[Foundation-l] Board-announcement: Board Restructuring
Florence Devouard
Anthere9 at yahoo.com
Fri May 2 12:42:57 UTC 2008
Tim Landscheidt wrote:
> Anthony <wikimail at inbox.org> wrote:
>
>>> Or, in other words: There is no
>>> power because you cannot give orders to volunteers.
>
>> This meme is oft-repeated but still untrue. Almost every volunteer
>> organization has a hierarchy and "gives orders" to its members to some
>> extent. Its members are, of course, free to ignore those "orders",
>> but the organization is then free to disallow them from further
>> participation.
>
>> Seriously, what volunteer organization can you think of where
>> volunteers are told to just do whatever they feel like?

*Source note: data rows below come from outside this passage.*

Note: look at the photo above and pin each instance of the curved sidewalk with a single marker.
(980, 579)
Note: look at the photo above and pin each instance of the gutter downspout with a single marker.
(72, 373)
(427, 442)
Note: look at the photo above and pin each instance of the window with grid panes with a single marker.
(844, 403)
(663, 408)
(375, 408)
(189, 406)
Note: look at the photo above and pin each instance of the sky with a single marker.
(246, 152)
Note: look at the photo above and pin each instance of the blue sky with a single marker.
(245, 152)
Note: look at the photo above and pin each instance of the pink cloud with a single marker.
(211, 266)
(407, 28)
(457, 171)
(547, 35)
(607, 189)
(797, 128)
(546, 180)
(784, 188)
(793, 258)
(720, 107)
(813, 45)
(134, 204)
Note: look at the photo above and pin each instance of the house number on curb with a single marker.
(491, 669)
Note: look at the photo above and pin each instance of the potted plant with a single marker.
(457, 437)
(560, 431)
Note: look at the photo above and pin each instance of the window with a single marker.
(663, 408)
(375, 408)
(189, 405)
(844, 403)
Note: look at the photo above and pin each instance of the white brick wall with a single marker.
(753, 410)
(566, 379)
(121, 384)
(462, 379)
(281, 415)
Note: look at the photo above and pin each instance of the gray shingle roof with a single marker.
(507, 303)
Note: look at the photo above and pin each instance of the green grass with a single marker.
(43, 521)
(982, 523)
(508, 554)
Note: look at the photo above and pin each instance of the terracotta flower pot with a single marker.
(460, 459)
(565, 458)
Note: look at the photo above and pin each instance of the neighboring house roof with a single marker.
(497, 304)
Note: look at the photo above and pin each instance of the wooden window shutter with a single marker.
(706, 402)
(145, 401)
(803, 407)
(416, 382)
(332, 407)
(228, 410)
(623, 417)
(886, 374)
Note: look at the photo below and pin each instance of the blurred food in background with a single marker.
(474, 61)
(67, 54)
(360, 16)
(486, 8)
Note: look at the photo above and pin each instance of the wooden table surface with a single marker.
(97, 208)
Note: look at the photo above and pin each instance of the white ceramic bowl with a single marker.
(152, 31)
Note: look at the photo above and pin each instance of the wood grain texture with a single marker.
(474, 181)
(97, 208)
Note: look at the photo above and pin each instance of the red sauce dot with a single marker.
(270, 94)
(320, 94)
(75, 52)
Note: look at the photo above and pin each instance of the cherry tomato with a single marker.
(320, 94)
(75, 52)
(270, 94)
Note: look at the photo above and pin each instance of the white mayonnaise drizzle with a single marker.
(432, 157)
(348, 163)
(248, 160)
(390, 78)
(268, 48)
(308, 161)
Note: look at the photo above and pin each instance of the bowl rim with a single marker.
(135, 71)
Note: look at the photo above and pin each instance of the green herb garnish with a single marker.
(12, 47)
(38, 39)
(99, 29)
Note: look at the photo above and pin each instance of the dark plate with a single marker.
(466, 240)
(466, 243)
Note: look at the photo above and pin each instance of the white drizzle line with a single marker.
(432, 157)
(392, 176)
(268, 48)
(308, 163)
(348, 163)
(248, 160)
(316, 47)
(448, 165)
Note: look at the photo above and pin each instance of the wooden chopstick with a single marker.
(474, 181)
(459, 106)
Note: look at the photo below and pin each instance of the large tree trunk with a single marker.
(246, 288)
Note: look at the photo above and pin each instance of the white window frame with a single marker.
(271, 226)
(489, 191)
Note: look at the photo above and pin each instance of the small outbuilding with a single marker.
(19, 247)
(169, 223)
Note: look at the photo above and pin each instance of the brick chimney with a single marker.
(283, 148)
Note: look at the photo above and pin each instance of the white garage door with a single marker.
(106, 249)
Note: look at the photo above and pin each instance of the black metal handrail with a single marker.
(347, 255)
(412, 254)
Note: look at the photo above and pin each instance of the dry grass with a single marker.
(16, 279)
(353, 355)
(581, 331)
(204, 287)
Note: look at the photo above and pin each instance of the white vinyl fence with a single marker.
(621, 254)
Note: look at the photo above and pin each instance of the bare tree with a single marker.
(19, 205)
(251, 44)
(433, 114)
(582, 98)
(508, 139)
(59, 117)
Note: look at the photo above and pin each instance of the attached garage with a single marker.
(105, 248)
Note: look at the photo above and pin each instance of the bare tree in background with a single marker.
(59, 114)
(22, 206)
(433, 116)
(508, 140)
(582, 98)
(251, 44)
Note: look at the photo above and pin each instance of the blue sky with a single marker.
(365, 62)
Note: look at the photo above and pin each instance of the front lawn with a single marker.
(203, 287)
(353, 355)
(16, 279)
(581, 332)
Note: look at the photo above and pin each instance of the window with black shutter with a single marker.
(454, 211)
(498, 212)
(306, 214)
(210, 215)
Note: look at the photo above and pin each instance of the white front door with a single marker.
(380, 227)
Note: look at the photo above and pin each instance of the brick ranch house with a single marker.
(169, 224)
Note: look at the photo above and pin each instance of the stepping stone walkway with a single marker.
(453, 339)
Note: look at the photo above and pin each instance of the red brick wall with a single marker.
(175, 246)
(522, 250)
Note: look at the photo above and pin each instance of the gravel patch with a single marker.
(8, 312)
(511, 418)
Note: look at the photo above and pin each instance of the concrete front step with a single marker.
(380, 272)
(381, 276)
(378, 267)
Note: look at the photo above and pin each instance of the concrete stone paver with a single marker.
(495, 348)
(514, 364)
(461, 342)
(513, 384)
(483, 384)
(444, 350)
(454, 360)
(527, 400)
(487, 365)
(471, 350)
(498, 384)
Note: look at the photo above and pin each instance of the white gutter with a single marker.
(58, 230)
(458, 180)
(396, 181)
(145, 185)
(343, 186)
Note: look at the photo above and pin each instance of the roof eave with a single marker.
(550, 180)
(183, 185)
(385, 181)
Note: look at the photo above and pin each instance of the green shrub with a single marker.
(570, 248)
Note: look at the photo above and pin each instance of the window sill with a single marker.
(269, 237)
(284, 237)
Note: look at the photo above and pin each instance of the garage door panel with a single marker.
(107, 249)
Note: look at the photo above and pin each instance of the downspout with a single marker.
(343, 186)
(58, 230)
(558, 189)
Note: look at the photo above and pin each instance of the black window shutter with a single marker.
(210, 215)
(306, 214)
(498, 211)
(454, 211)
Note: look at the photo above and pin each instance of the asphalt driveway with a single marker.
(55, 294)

Does the
>> Obama campaign committee give volunteers a bunch of blank signs and
>> say "go support Obama", or do they assign people to particular routes
>> and ask them to follow particular rules while canvassing?
>
>> The Wikimedia Foundation may run this way, and maybe it's even a good
>> way of running things, but it's certainly not impossible to do it any
>> other way.
>
> I have spent about a decade working in election campaigns,
> and, to repeat the "meme": You cannot give orders to volun-
> teers. (Besides, I see no rationale in disallowing an editor
> to edit article A before he has edited article B - probably
> you end up with no article edited at all. What would be the
> benefit?)
>
> The US presidential election is a prime example: Polls
> show that supporters of the Democratic Party will not only
> cease their commitment if their favorite candidate is not
> nominated, they will even vote for *another* party's candi-
> date.
>
> That is exactly the point I made in the post you replied
> to: Should the board decide against the consensus of the
> volunteers (editors, developers, system administrators,
> whatever), they will walk.
>
> Tim
I could not agree more with you.
but I would like to offer another perspective as well.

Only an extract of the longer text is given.